Heed this expert advice to comply with CMS’s new hospice coding rules, and to prepare for enhanced diagnosis coding impact in future years:
• Beef up assessment. “We are concerned that hospices may not be conducting a comprehensive assessment nor updating the plan of care as articulated by the [Conditions of Participation] to recognize the conditions that affect an individual’s terminal prognosis.” CMS says in the rule.
Hospices should be “certain that they are conducting thorough assessments,” advises Theresa Forster with the National Association for Home Care & Hospice.

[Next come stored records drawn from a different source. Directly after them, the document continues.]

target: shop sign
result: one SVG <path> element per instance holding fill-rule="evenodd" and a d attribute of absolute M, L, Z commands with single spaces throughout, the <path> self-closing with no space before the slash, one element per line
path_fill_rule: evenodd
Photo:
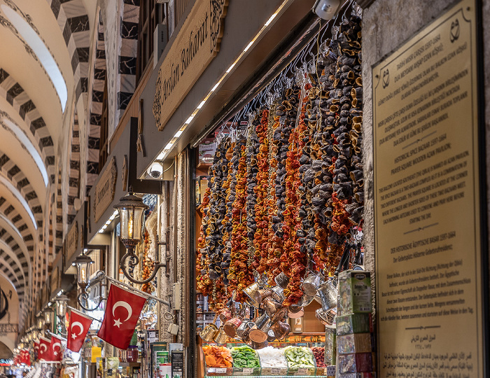
<path fill-rule="evenodd" d="M 83 248 L 83 223 L 80 223 L 78 228 L 78 246 Z"/>
<path fill-rule="evenodd" d="M 107 207 L 114 200 L 115 182 L 118 179 L 118 169 L 115 167 L 115 157 L 100 175 L 99 182 L 95 186 L 94 193 L 94 219 L 98 222 Z"/>
<path fill-rule="evenodd" d="M 7 333 L 18 333 L 19 332 L 19 325 L 11 323 L 0 323 L 0 335 Z"/>
<path fill-rule="evenodd" d="M 228 0 L 195 1 L 158 71 L 153 115 L 162 131 L 219 51 Z"/>
<path fill-rule="evenodd" d="M 68 261 L 78 248 L 78 222 L 76 220 L 66 235 L 66 256 Z"/>
<path fill-rule="evenodd" d="M 59 275 L 59 268 L 56 267 L 51 272 L 51 293 L 61 286 L 61 276 Z"/>
<path fill-rule="evenodd" d="M 372 69 L 381 377 L 484 375 L 475 3 Z"/>

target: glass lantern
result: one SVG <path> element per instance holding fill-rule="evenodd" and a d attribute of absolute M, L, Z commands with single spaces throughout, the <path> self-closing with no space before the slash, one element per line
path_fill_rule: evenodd
<path fill-rule="evenodd" d="M 48 307 L 44 310 L 44 322 L 46 324 L 51 324 L 52 323 L 53 316 L 52 309 Z"/>
<path fill-rule="evenodd" d="M 121 241 L 127 248 L 132 248 L 141 239 L 143 216 L 148 206 L 130 190 L 119 200 L 114 209 L 119 211 Z"/>
<path fill-rule="evenodd" d="M 74 265 L 76 265 L 76 281 L 78 287 L 83 290 L 88 285 L 88 269 L 93 262 L 92 259 L 84 253 L 77 257 L 74 262 Z"/>
<path fill-rule="evenodd" d="M 38 316 L 36 320 L 37 329 L 41 330 L 44 328 L 44 319 L 42 316 Z"/>
<path fill-rule="evenodd" d="M 55 300 L 56 301 L 56 314 L 59 318 L 63 318 L 64 317 L 64 314 L 66 313 L 66 302 L 68 302 L 68 297 L 64 295 L 59 295 Z"/>

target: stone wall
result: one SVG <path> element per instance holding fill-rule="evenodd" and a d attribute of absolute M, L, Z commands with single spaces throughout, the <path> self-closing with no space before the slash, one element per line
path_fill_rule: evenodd
<path fill-rule="evenodd" d="M 374 295 L 374 173 L 372 140 L 372 77 L 371 67 L 385 55 L 395 50 L 419 29 L 438 17 L 444 9 L 454 4 L 454 0 L 377 0 L 363 13 L 363 150 L 365 176 L 365 246 L 366 269 L 371 272 L 373 298 Z M 484 83 L 490 82 L 490 1 L 483 0 L 484 37 Z M 485 43 L 485 41 L 487 42 Z M 489 98 L 490 87 L 485 86 L 486 98 Z M 490 104 L 486 102 L 486 129 L 490 124 Z M 487 186 L 490 188 L 490 133 L 486 132 Z M 490 197 L 490 196 L 489 197 Z M 488 206 L 487 206 L 488 213 Z M 489 234 L 490 234 L 490 233 Z"/>

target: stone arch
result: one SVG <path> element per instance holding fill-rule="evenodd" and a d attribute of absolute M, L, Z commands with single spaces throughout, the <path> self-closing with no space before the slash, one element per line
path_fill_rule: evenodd
<path fill-rule="evenodd" d="M 34 238 L 22 216 L 4 197 L 0 196 L 0 218 L 13 225 L 22 237 L 27 251 L 34 255 Z"/>
<path fill-rule="evenodd" d="M 95 62 L 94 76 L 92 78 L 92 96 L 90 103 L 90 125 L 87 139 L 87 167 L 85 176 L 85 195 L 99 175 L 99 150 L 100 148 L 100 126 L 102 114 L 102 97 L 106 80 L 106 50 L 104 39 L 104 24 L 99 18 L 97 40 L 95 43 Z"/>
<path fill-rule="evenodd" d="M 71 58 L 77 102 L 88 89 L 90 25 L 83 0 L 46 0 Z M 83 108 L 85 108 L 84 106 Z"/>
<path fill-rule="evenodd" d="M 62 198 L 62 167 L 58 167 L 58 180 L 56 186 L 56 223 L 55 227 L 55 256 L 63 246 L 63 200 Z M 53 256 L 54 257 L 54 256 Z"/>
<path fill-rule="evenodd" d="M 27 129 L 38 144 L 49 181 L 54 183 L 55 148 L 46 123 L 24 89 L 2 69 L 0 69 L 0 96 L 6 98 L 24 120 Z"/>
<path fill-rule="evenodd" d="M 38 226 L 42 225 L 43 209 L 36 191 L 20 168 L 2 151 L 0 151 L 0 172 L 20 192 L 34 213 Z"/>
<path fill-rule="evenodd" d="M 120 80 L 118 89 L 116 122 L 120 119 L 136 89 L 136 62 L 138 53 L 139 1 L 124 1 L 121 20 L 121 49 L 119 55 Z"/>
<path fill-rule="evenodd" d="M 71 126 L 71 140 L 69 144 L 69 172 L 68 172 L 68 209 L 66 211 L 66 224 L 71 225 L 75 216 L 75 200 L 80 198 L 80 128 L 78 115 L 75 111 Z"/>
<path fill-rule="evenodd" d="M 8 316 L 0 319 L 0 323 L 10 323 L 13 324 L 22 323 L 19 321 L 22 318 L 22 313 L 20 312 L 20 302 L 19 297 L 15 291 L 15 288 L 13 283 L 5 276 L 5 274 L 0 271 L 0 288 L 7 295 L 8 298 Z M 9 295 L 10 290 L 12 290 L 11 297 Z M 26 308 L 26 302 L 24 302 L 24 307 Z M 4 342 L 10 350 L 13 350 L 18 335 L 16 333 L 8 333 L 1 338 L 1 342 Z"/>

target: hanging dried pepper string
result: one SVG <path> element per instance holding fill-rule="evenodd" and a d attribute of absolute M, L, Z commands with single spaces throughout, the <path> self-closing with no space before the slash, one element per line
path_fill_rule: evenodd
<path fill-rule="evenodd" d="M 255 206 L 255 224 L 257 230 L 253 235 L 254 262 L 257 272 L 262 274 L 267 267 L 267 241 L 269 230 L 269 214 L 267 213 L 267 198 L 269 184 L 269 139 L 267 125 L 269 124 L 269 110 L 264 108 L 260 112 L 260 123 L 257 125 L 256 133 L 258 138 L 259 152 L 257 154 L 258 172 L 253 192 L 257 199 Z"/>
<path fill-rule="evenodd" d="M 277 104 L 274 103 L 271 106 L 269 113 L 268 120 L 268 133 L 267 139 L 269 139 L 269 190 L 267 191 L 267 206 L 268 213 L 268 230 L 267 230 L 267 245 L 266 251 L 267 253 L 267 261 L 265 262 L 266 273 L 267 281 L 270 285 L 274 283 L 274 277 L 279 274 L 281 271 L 279 269 L 281 257 L 281 251 L 276 251 L 274 248 L 274 239 L 276 238 L 274 230 L 273 227 L 274 218 L 277 216 L 277 204 L 276 202 L 276 180 L 277 178 L 277 145 L 275 144 L 274 134 L 277 128 L 279 127 L 280 117 L 276 115 L 276 109 Z"/>
<path fill-rule="evenodd" d="M 230 197 L 234 196 L 234 188 L 236 186 L 236 172 L 234 165 L 233 164 L 233 158 L 234 155 L 235 141 L 232 141 L 231 145 L 226 151 L 225 158 L 228 160 L 227 172 L 228 175 L 223 186 L 225 190 L 226 198 L 225 199 L 226 211 L 225 216 L 221 221 L 223 225 L 223 244 L 225 246 L 225 251 L 221 260 L 221 268 L 223 270 L 223 283 L 225 285 L 228 284 L 228 279 L 227 278 L 227 271 L 230 264 L 230 251 L 231 242 L 230 240 L 230 233 L 232 231 L 232 202 L 230 201 Z"/>
<path fill-rule="evenodd" d="M 290 234 L 293 233 L 295 227 L 295 218 L 292 214 L 294 208 L 294 198 L 295 191 L 293 188 L 293 181 L 294 180 L 295 169 L 290 156 L 290 149 L 295 146 L 291 144 L 290 141 L 295 141 L 294 130 L 298 118 L 298 107 L 299 104 L 299 96 L 301 90 L 297 86 L 289 88 L 286 91 L 286 99 L 283 102 L 284 106 L 284 113 L 286 119 L 284 125 L 281 132 L 280 149 L 279 156 L 281 159 L 278 163 L 278 179 L 276 181 L 276 197 L 277 198 L 277 206 L 279 208 L 278 217 L 279 224 L 276 235 L 281 238 L 279 242 L 275 241 L 274 250 L 281 248 L 281 272 L 290 277 L 290 253 L 292 253 L 293 243 L 288 243 Z M 280 172 L 280 174 L 279 174 Z"/>
<path fill-rule="evenodd" d="M 248 237 L 246 230 L 246 214 L 244 211 L 246 202 L 246 146 L 245 141 L 237 144 L 239 146 L 239 158 L 236 173 L 237 186 L 235 197 L 232 205 L 231 262 L 227 279 L 228 295 L 236 293 L 235 300 L 243 302 L 241 291 L 253 281 L 253 275 L 247 266 Z"/>
<path fill-rule="evenodd" d="M 289 150 L 286 162 L 287 178 L 284 223 L 287 225 L 287 232 L 285 232 L 285 237 L 287 235 L 287 239 L 284 241 L 284 251 L 288 255 L 289 282 L 287 288 L 284 289 L 285 305 L 297 303 L 303 295 L 303 292 L 301 290 L 301 279 L 304 274 L 307 262 L 306 254 L 301 251 L 300 246 L 297 242 L 298 231 L 301 227 L 301 223 L 298 217 L 298 211 L 301 204 L 299 193 L 301 181 L 298 172 L 300 167 L 298 155 L 304 145 L 302 138 L 306 130 L 303 120 L 304 118 L 302 109 L 304 102 L 303 94 L 303 91 L 301 91 L 300 94 L 301 104 L 300 106 L 302 108 L 298 114 L 296 120 L 298 126 L 289 136 Z M 287 274 L 288 272 L 286 272 Z"/>

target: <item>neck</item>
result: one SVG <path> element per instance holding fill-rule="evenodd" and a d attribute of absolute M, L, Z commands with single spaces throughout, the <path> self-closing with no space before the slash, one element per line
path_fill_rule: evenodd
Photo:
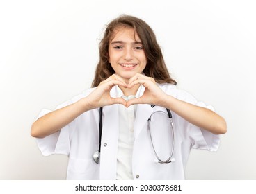
<path fill-rule="evenodd" d="M 130 95 L 135 96 L 137 93 L 138 89 L 140 87 L 140 85 L 136 85 L 134 86 L 132 88 L 125 88 L 125 87 L 120 87 L 120 86 L 119 87 L 122 90 L 125 96 L 129 96 Z"/>

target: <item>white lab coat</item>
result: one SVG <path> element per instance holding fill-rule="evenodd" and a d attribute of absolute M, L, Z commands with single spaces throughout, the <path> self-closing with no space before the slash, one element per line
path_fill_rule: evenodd
<path fill-rule="evenodd" d="M 168 94 L 191 104 L 208 107 L 198 103 L 192 96 L 170 84 L 159 85 Z M 116 96 L 116 87 L 111 91 L 111 96 Z M 94 89 L 64 103 L 58 108 L 72 104 L 88 95 Z M 141 89 L 140 95 L 144 91 Z M 93 155 L 98 149 L 99 109 L 83 113 L 59 132 L 43 139 L 37 139 L 38 145 L 45 156 L 51 154 L 64 154 L 69 157 L 67 179 L 115 179 L 118 140 L 118 105 L 106 106 L 102 113 L 102 137 L 101 164 L 97 164 Z M 164 108 L 150 105 L 138 105 L 134 122 L 134 151 L 132 171 L 134 179 L 184 179 L 184 168 L 191 148 L 215 151 L 218 149 L 220 138 L 211 132 L 191 124 L 174 112 L 175 161 L 159 164 L 154 155 L 148 130 L 147 119 L 151 114 Z M 44 109 L 40 116 L 49 112 Z M 157 123 L 159 129 L 161 122 Z M 166 136 L 166 134 L 159 134 Z M 170 137 L 171 139 L 171 137 Z M 170 155 L 170 149 L 161 146 L 159 139 L 154 140 L 157 155 L 163 159 Z M 162 159 L 161 158 L 161 159 Z"/>

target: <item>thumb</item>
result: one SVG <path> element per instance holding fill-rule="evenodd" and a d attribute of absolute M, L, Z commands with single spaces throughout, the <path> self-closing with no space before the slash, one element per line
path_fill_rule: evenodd
<path fill-rule="evenodd" d="M 127 103 L 126 103 L 126 107 L 129 107 L 131 105 L 137 105 L 137 104 L 141 104 L 141 100 L 140 98 L 133 98 L 133 99 L 128 100 Z"/>
<path fill-rule="evenodd" d="M 111 100 L 111 104 L 121 104 L 126 107 L 126 101 L 122 98 L 113 98 Z"/>

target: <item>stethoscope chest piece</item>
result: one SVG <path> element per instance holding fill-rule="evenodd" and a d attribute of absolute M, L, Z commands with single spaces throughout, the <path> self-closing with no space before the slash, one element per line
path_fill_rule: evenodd
<path fill-rule="evenodd" d="M 97 150 L 93 155 L 93 158 L 95 162 L 99 164 L 100 164 L 100 153 L 99 150 Z"/>

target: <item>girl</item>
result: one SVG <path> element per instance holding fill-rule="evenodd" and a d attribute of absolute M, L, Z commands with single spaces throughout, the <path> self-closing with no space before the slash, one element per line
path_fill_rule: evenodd
<path fill-rule="evenodd" d="M 145 21 L 113 20 L 99 57 L 93 87 L 32 125 L 44 155 L 68 155 L 67 179 L 184 179 L 191 148 L 217 150 L 225 120 L 177 89 Z"/>

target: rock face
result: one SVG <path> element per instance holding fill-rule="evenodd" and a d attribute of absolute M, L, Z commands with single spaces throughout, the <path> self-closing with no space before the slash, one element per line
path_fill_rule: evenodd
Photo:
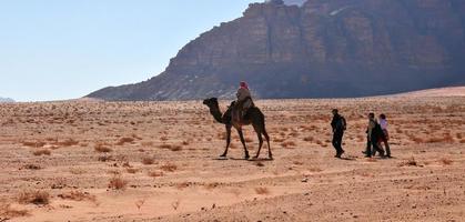
<path fill-rule="evenodd" d="M 341 98 L 465 84 L 465 1 L 281 0 L 188 43 L 160 75 L 105 88 L 105 100 Z"/>
<path fill-rule="evenodd" d="M 0 103 L 1 102 L 14 102 L 14 100 L 10 99 L 10 98 L 1 98 L 0 97 Z"/>

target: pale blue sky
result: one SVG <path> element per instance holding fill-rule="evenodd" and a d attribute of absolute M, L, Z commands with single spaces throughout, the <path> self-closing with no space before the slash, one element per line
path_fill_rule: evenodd
<path fill-rule="evenodd" d="M 49 101 L 159 74 L 256 0 L 0 0 L 0 97 Z"/>

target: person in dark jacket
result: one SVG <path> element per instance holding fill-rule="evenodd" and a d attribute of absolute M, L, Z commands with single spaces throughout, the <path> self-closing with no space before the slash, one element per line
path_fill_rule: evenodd
<path fill-rule="evenodd" d="M 334 155 L 335 158 L 341 158 L 341 155 L 345 152 L 342 149 L 342 138 L 344 137 L 345 125 L 345 119 L 338 114 L 336 109 L 334 109 L 331 127 L 333 129 L 333 147 L 336 150 L 336 155 Z"/>
<path fill-rule="evenodd" d="M 365 157 L 371 158 L 376 152 L 380 152 L 381 157 L 384 157 L 384 150 L 378 145 L 378 139 L 383 137 L 383 130 L 381 129 L 380 124 L 375 119 L 375 114 L 371 112 L 368 114 L 368 127 L 366 129 L 366 151 Z M 373 147 L 373 151 L 372 151 Z"/>

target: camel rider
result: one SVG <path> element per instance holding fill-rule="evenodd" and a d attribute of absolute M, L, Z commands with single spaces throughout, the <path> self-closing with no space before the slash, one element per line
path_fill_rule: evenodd
<path fill-rule="evenodd" d="M 240 113 L 237 114 L 240 114 L 240 118 L 244 118 L 244 115 L 247 113 L 247 110 L 253 107 L 252 95 L 246 82 L 241 81 L 237 93 L 235 93 L 235 95 L 237 97 L 236 104 L 240 108 Z"/>

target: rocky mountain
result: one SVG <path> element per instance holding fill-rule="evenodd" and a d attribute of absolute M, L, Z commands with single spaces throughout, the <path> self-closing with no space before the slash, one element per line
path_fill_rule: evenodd
<path fill-rule="evenodd" d="M 14 100 L 12 100 L 10 98 L 1 98 L 0 97 L 0 102 L 14 102 Z"/>
<path fill-rule="evenodd" d="M 292 0 L 291 0 L 292 1 Z M 88 97 L 363 97 L 465 84 L 464 0 L 252 3 L 182 48 L 161 74 Z"/>

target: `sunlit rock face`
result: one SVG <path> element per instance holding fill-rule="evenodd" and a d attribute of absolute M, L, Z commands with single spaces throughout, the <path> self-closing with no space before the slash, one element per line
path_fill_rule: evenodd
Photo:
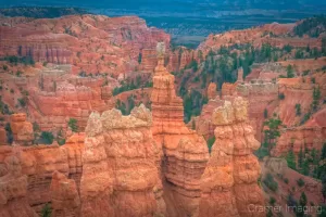
<path fill-rule="evenodd" d="M 165 213 L 151 125 L 151 113 L 143 105 L 129 116 L 115 108 L 90 115 L 83 154 L 82 216 Z"/>
<path fill-rule="evenodd" d="M 248 207 L 264 205 L 258 186 L 260 142 L 248 124 L 247 102 L 236 98 L 214 110 L 215 143 L 201 177 L 199 216 L 265 216 Z"/>
<path fill-rule="evenodd" d="M 170 35 L 148 27 L 137 16 L 3 17 L 0 24 L 3 24 L 0 25 L 1 56 L 30 56 L 35 62 L 72 64 L 74 73 L 118 75 L 134 71 L 142 49 L 152 49 L 159 41 L 170 44 L 171 40 Z"/>
<path fill-rule="evenodd" d="M 153 76 L 151 94 L 156 144 L 163 150 L 162 179 L 168 216 L 192 216 L 198 210 L 200 177 L 209 158 L 202 137 L 184 123 L 183 100 L 176 95 L 174 76 L 159 63 Z"/>

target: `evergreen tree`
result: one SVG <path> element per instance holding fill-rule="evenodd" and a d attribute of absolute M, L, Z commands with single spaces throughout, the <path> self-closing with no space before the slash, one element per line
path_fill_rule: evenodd
<path fill-rule="evenodd" d="M 288 167 L 290 167 L 291 169 L 297 169 L 296 156 L 294 156 L 293 150 L 289 151 L 286 159 L 288 163 Z"/>
<path fill-rule="evenodd" d="M 279 126 L 281 125 L 281 120 L 278 118 L 271 118 L 267 122 L 264 123 L 265 126 L 268 127 L 265 132 L 265 145 L 268 149 L 268 152 L 271 152 L 272 148 L 275 145 L 275 139 L 280 137 L 279 133 Z"/>
<path fill-rule="evenodd" d="M 304 192 L 301 193 L 301 196 L 299 200 L 299 206 L 301 206 L 301 208 L 298 208 L 297 217 L 303 217 L 304 216 L 303 207 L 306 206 L 306 195 Z"/>
<path fill-rule="evenodd" d="M 293 73 L 293 67 L 292 67 L 292 65 L 288 65 L 288 66 L 287 66 L 287 77 L 288 77 L 288 78 L 293 78 L 293 77 L 294 77 L 294 73 Z"/>
<path fill-rule="evenodd" d="M 77 119 L 70 118 L 68 126 L 70 126 L 70 128 L 72 129 L 73 132 L 78 131 Z"/>
<path fill-rule="evenodd" d="M 299 154 L 298 154 L 298 166 L 299 166 L 299 168 L 302 168 L 302 166 L 303 166 L 303 150 L 302 150 L 302 145 L 301 145 L 301 148 L 300 148 L 300 152 L 299 152 Z"/>
<path fill-rule="evenodd" d="M 41 209 L 41 217 L 51 217 L 52 210 L 49 204 L 46 204 Z"/>
<path fill-rule="evenodd" d="M 302 165 L 302 174 L 304 176 L 309 176 L 309 161 L 304 159 L 303 165 Z"/>
<path fill-rule="evenodd" d="M 326 159 L 326 143 L 324 143 L 322 154 L 321 154 L 321 161 L 323 159 Z"/>

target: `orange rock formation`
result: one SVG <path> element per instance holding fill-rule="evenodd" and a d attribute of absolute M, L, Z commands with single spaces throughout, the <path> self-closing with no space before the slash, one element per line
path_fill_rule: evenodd
<path fill-rule="evenodd" d="M 176 95 L 174 76 L 163 63 L 159 53 L 151 102 L 153 137 L 164 153 L 164 200 L 168 216 L 191 216 L 198 208 L 200 177 L 209 152 L 204 139 L 186 127 L 183 100 Z"/>
<path fill-rule="evenodd" d="M 30 144 L 34 140 L 33 125 L 26 120 L 26 114 L 11 115 L 10 127 L 15 142 Z"/>
<path fill-rule="evenodd" d="M 151 124 L 143 105 L 129 116 L 115 108 L 90 115 L 80 181 L 83 216 L 165 213 Z"/>
<path fill-rule="evenodd" d="M 241 98 L 215 108 L 216 141 L 201 177 L 199 216 L 265 216 L 249 208 L 263 206 L 264 197 L 256 183 L 260 165 L 252 154 L 260 142 L 247 122 L 247 102 Z"/>
<path fill-rule="evenodd" d="M 76 182 L 54 171 L 51 181 L 51 206 L 53 217 L 78 217 L 80 199 Z"/>
<path fill-rule="evenodd" d="M 1 18 L 0 55 L 73 64 L 73 72 L 118 75 L 138 66 L 142 49 L 170 36 L 136 16 L 68 15 L 59 18 Z"/>

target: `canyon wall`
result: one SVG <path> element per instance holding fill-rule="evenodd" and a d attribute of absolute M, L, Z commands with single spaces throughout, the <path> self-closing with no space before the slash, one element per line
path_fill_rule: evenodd
<path fill-rule="evenodd" d="M 174 76 L 163 56 L 153 76 L 151 93 L 156 144 L 163 150 L 162 179 L 167 216 L 192 216 L 198 210 L 200 177 L 209 159 L 204 139 L 186 127 L 183 100 L 176 95 Z"/>
<path fill-rule="evenodd" d="M 20 169 L 21 173 L 21 175 L 18 174 L 12 177 L 18 178 L 20 182 L 16 183 L 17 186 L 11 183 L 12 188 L 16 188 L 18 191 L 8 191 L 8 193 L 12 192 L 13 195 L 9 195 L 8 201 L 2 203 L 3 207 L 9 208 L 9 212 L 15 212 L 12 210 L 13 207 L 16 208 L 17 206 L 14 204 L 22 203 L 22 205 L 26 204 L 26 212 L 28 210 L 28 213 L 30 213 L 29 210 L 34 209 L 32 213 L 40 213 L 43 206 L 51 202 L 50 186 L 54 171 L 65 174 L 79 186 L 83 170 L 82 153 L 84 149 L 84 137 L 83 133 L 74 135 L 67 139 L 66 144 L 62 146 L 58 144 L 38 146 L 1 145 L 1 162 L 12 158 L 14 161 L 14 167 Z M 9 168 L 5 169 L 8 163 L 2 163 L 1 165 L 2 167 L 4 166 L 2 176 L 11 177 L 11 175 L 7 175 L 10 173 Z M 8 181 L 11 179 L 5 178 L 4 180 Z M 17 193 L 17 195 L 15 195 L 15 193 Z M 16 200 L 17 202 L 13 200 L 15 197 L 18 199 Z M 21 199 L 22 202 L 18 202 Z M 11 200 L 14 202 L 13 205 L 11 205 Z M 17 213 L 20 213 L 20 210 L 24 212 L 24 206 L 22 206 L 21 209 L 17 208 Z M 12 214 L 12 216 L 16 215 Z M 33 215 L 28 214 L 28 216 Z"/>
<path fill-rule="evenodd" d="M 14 21 L 14 22 L 13 22 Z M 142 49 L 170 35 L 136 16 L 68 15 L 59 18 L 1 18 L 0 55 L 30 56 L 36 62 L 72 64 L 73 72 L 134 71 Z"/>
<path fill-rule="evenodd" d="M 0 146 L 0 216 L 37 217 L 27 200 L 27 176 L 16 152 L 15 148 Z"/>
<path fill-rule="evenodd" d="M 83 154 L 82 216 L 165 213 L 151 125 L 151 113 L 143 105 L 129 116 L 117 110 L 90 115 Z"/>
<path fill-rule="evenodd" d="M 265 216 L 250 207 L 263 206 L 256 181 L 260 177 L 260 148 L 248 124 L 247 102 L 236 98 L 214 110 L 215 143 L 201 177 L 199 216 Z"/>

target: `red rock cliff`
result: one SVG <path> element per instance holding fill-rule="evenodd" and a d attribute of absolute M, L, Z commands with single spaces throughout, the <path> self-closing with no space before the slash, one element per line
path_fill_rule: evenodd
<path fill-rule="evenodd" d="M 163 150 L 162 179 L 168 216 L 191 216 L 198 209 L 200 177 L 209 158 L 202 137 L 184 123 L 183 100 L 176 95 L 174 76 L 164 67 L 162 53 L 151 93 L 152 132 Z"/>
<path fill-rule="evenodd" d="M 213 113 L 215 143 L 201 177 L 199 216 L 265 216 L 249 206 L 264 205 L 258 158 L 260 146 L 248 122 L 247 102 L 236 98 L 225 101 Z"/>
<path fill-rule="evenodd" d="M 82 216 L 165 213 L 151 125 L 151 113 L 143 105 L 129 116 L 115 108 L 90 115 L 83 154 Z"/>

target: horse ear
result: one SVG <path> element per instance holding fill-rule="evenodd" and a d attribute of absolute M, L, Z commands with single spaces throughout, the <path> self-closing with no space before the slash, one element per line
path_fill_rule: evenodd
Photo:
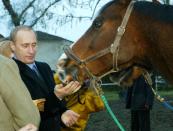
<path fill-rule="evenodd" d="M 129 5 L 131 1 L 132 0 L 120 0 L 120 3 L 122 3 L 123 5 Z"/>

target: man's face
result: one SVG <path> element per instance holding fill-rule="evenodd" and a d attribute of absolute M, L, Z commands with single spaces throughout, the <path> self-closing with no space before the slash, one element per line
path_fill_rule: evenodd
<path fill-rule="evenodd" d="M 35 61 L 37 39 L 33 31 L 18 31 L 16 34 L 15 42 L 11 47 L 16 58 L 23 63 L 31 64 Z"/>

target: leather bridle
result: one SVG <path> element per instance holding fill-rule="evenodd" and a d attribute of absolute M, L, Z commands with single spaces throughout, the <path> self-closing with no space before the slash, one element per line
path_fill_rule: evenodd
<path fill-rule="evenodd" d="M 130 2 L 130 4 L 128 5 L 127 9 L 126 9 L 126 13 L 124 15 L 124 18 L 122 20 L 122 23 L 121 25 L 118 27 L 117 29 L 117 33 L 116 33 L 116 36 L 115 36 L 115 39 L 114 39 L 114 42 L 111 44 L 111 46 L 109 46 L 108 48 L 106 49 L 103 49 L 99 52 L 97 52 L 96 54 L 94 55 L 91 55 L 85 59 L 80 59 L 77 55 L 75 55 L 72 51 L 72 49 L 70 47 L 65 47 L 64 48 L 64 52 L 65 54 L 73 61 L 75 61 L 80 67 L 82 67 L 86 74 L 88 75 L 88 77 L 90 78 L 91 81 L 93 81 L 93 84 L 92 86 L 98 86 L 98 83 L 101 83 L 101 82 L 98 82 L 98 81 L 101 81 L 101 78 L 103 78 L 104 76 L 110 74 L 110 73 L 113 73 L 113 72 L 118 72 L 119 71 L 119 68 L 118 68 L 118 54 L 119 54 L 119 46 L 120 46 L 120 41 L 121 41 L 121 38 L 123 36 L 123 34 L 125 33 L 125 28 L 126 28 L 126 25 L 128 23 L 128 20 L 129 20 L 129 17 L 130 17 L 130 14 L 133 10 L 133 7 L 134 7 L 134 3 L 136 1 L 132 0 Z M 113 55 L 113 65 L 112 65 L 112 69 L 109 70 L 108 72 L 102 74 L 101 76 L 95 76 L 89 69 L 88 67 L 86 66 L 86 64 L 88 62 L 91 62 L 91 61 L 94 61 L 108 53 L 111 53 Z M 92 82 L 91 82 L 92 83 Z"/>

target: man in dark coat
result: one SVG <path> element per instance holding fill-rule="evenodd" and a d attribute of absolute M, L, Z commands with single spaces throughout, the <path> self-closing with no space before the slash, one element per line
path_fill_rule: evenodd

• Don’t skimp on diagnosis code inclusion. “ICD–10–CM Coding Guidelines state that diagnoses should be reported that develop subsequently, coexist, or affect the treatment of the individual,” CMS says in the rule.
“Hospices should prepare for the new diagnosis reporting requirements by ensuring that there is a way to collect as many diagnoses as possible in the first days after admission,” Lund Person recommends.
• Document related and non-related diagnoses. CMS says it’s not a requirement to designate codes as related or not at this time, but experts are confident that will be one of the next steps in hospice payment reform.
Hospice providers should go ahead and start “documenting in the patient record which diagnoses are related and which are not” right away, Forster advises. They should also include “their justification for why each non-related diagnosis has been determined to be non-related,” she adds.
Why? “This information will be vital going forward as CMS expands its reviews of spending outside the hospice benefit to determine whether a service is related,” Forster predicts.